How CDC (Change Data Capture) Works

CDC is a technique that captures row-level changes (INSERT, UPDATE, DELETE) from a database's transaction log and streams them to a target system — in this case, ClickHouse.

The Transaction Log

Every relational database maintains a transaction log — a sequential record of every write operation. This log exists for crash recovery, but CDC repurposes it as a change stream:

Database Transaction Log CDC Mechanism
PostgreSQL WAL (Write-Ahead Log) Logical replication slots
MySQL binlog (Binary Log) Row-based binlog reading
SQL Server Transaction Log CDC tables / CT tracking
Non-intrusive: CDC reads the transaction log that the database already writes. It does not add triggers, polling queries, or any load to your production database.

Data Flow

1 Source DB writes to transaction log — this is normal database operation. Every INSERT, UPDATE, and DELETE is recorded in the WAL (PostgreSQL) or binlog (MySQL).
2 Debezium reads the transaction log — the embedded Debezium engine connects to the database's replication protocol and reads change events. This is non-intrusive and does not affect DB performance.
3 Altinity Connector receives change events — each event contains the table name, operation type (c/u/d), the before/after row values, and a transaction timestamp.
4 Connector writes to ClickHouse — INSERT, UPDATE, and DELETE operations are mirrored into ClickHouse tables using ReplacingMergeTree engine for correct update/delete semantics.

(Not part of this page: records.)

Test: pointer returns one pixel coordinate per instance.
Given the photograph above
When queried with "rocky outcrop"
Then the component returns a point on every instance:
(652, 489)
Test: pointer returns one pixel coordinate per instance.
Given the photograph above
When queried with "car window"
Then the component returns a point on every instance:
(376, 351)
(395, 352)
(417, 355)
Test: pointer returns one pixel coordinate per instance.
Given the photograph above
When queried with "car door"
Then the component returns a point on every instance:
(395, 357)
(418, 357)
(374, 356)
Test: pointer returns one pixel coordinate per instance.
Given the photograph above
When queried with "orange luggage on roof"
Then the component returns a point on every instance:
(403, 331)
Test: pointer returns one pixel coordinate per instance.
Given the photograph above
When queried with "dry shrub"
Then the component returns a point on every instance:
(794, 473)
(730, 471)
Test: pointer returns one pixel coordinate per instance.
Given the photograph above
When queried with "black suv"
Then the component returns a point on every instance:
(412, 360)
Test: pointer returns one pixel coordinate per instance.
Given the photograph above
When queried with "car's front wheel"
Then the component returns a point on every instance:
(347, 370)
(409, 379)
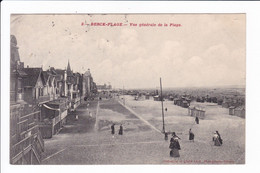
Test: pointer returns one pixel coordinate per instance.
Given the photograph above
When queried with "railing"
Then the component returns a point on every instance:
(27, 135)
(43, 99)
(18, 149)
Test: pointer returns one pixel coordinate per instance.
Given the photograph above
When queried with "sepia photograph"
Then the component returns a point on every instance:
(124, 89)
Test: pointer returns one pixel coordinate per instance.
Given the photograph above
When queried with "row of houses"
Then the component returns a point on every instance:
(40, 101)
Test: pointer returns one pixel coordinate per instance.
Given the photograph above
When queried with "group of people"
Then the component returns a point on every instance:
(120, 132)
(175, 145)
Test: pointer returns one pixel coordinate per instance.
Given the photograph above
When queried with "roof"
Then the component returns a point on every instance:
(69, 71)
(32, 76)
(45, 76)
(60, 74)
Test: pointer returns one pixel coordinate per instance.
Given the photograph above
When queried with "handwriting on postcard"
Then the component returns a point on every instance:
(111, 24)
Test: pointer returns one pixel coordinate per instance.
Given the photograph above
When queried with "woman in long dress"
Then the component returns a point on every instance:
(191, 135)
(217, 139)
(174, 146)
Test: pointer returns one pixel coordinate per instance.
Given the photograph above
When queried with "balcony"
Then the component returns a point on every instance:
(43, 99)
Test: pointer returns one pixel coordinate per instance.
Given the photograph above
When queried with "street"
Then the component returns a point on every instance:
(88, 139)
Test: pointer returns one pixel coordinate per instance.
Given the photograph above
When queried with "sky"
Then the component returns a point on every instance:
(204, 50)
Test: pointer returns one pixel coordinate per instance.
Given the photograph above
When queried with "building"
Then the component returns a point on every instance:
(34, 85)
(196, 112)
(26, 143)
(104, 87)
(89, 86)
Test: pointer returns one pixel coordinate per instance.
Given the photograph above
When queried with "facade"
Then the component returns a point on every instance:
(26, 143)
(196, 112)
(89, 86)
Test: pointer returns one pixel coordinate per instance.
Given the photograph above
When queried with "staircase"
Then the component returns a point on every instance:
(26, 145)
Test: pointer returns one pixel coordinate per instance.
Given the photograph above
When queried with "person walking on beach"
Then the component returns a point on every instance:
(166, 136)
(113, 129)
(191, 135)
(217, 139)
(197, 120)
(120, 130)
(174, 146)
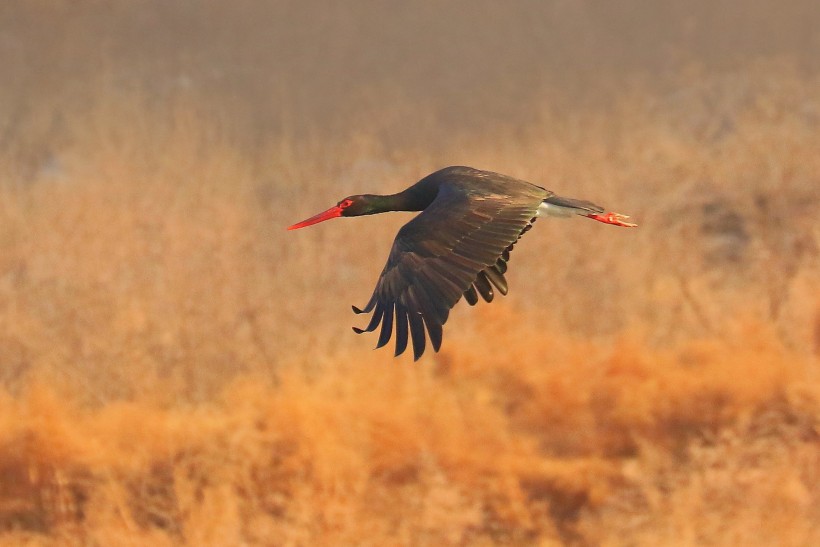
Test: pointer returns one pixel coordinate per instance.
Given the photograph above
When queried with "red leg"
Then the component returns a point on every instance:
(613, 218)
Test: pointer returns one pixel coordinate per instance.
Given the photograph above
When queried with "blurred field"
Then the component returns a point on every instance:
(176, 368)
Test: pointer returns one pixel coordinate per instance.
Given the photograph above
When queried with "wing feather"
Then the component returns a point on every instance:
(458, 246)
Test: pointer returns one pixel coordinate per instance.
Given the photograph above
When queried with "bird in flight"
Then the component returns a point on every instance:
(459, 245)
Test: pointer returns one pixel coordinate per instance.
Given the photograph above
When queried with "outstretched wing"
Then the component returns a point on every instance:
(459, 245)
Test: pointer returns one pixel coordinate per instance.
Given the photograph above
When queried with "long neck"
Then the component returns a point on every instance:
(415, 198)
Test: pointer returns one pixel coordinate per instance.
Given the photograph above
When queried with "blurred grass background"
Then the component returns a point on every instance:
(175, 368)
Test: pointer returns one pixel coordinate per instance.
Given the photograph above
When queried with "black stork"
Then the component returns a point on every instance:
(459, 245)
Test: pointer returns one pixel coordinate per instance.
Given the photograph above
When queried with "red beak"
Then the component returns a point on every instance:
(333, 212)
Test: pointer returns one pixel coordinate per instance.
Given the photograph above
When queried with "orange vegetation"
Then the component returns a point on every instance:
(176, 368)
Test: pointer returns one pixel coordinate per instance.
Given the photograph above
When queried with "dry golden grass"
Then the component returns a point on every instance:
(176, 368)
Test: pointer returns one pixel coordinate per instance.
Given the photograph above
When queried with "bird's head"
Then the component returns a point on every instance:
(351, 206)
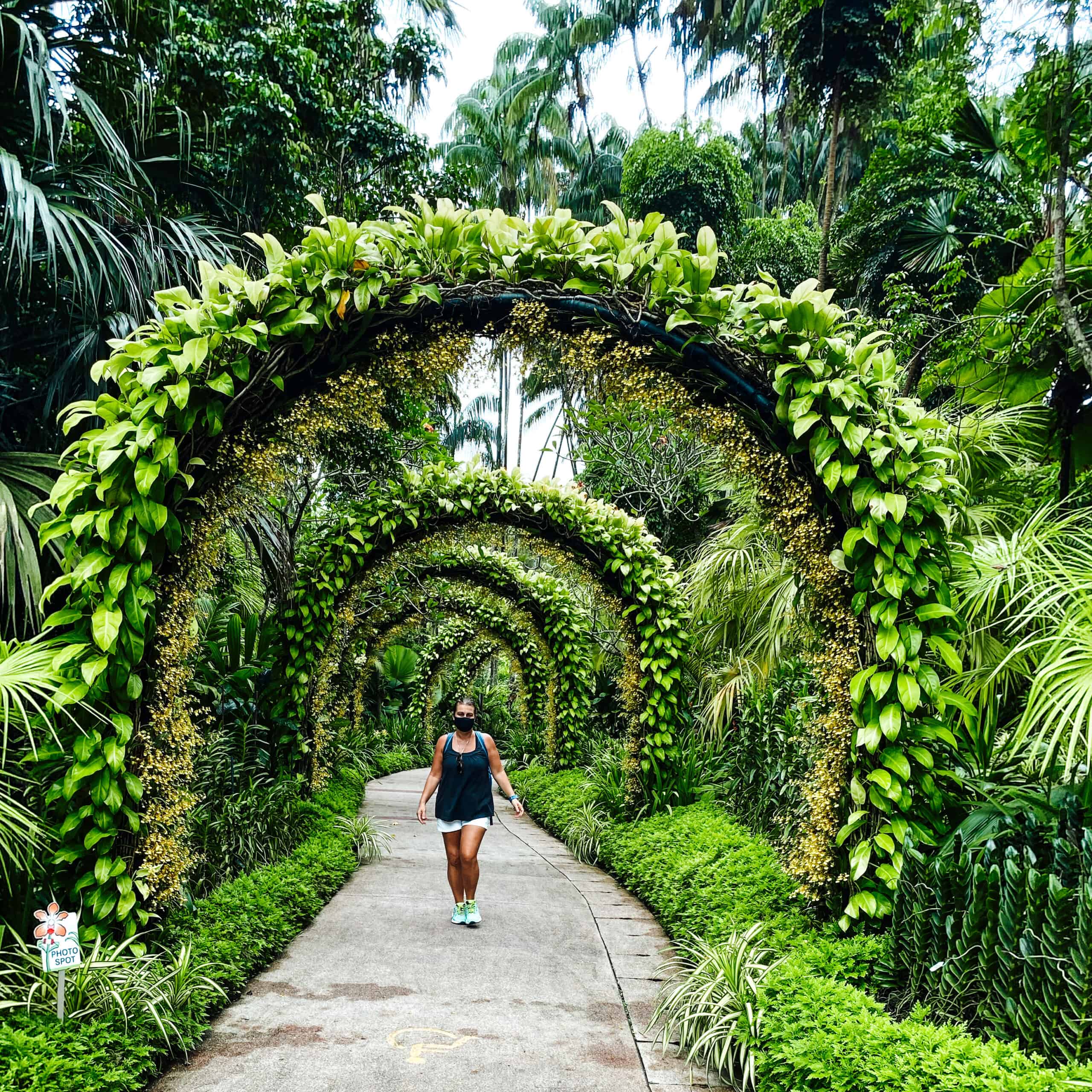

Initial Snapshot vs. Ongoing CDC

First Start: Full Snapshot

When the connector starts for the first time, it performs a full snapshot of all existing data in the configured tables. Every row is read and loaded into ClickHouse. This ensures your OLAP copy starts with a complete dataset.

After Snapshot: Streaming Mode

Once the snapshot completes, the connector switches to streaming mode. From this point on, only new changes (inserts, updates, deletes) are captured and applied. This is extremely efficient — only the delta is transferred.

Resume After Restart

If the connector is stopped and restarted, it picks up where it left off. The last processed position in the transaction log is stored, so no data is lost and no duplicates are created.

Bottom line: You start the connector once. It loads everything, then keeps it in sync automatically. Stop it, restart it, it just works.

What Gets Synced

Aspect Synced? Details
Schema YES AUTO_CREATE_TABLES=true auto-creates ClickHouse tables matching source schema
Data (initial) YES Full snapshot of all existing rows on first start
Data (ongoing) YES All INSERT, UPDATE, DELETE operations streamed in real-time
DDL changes PARTIAL New columns are detected automatically. Table drops and renames require manual handling in ClickHouse.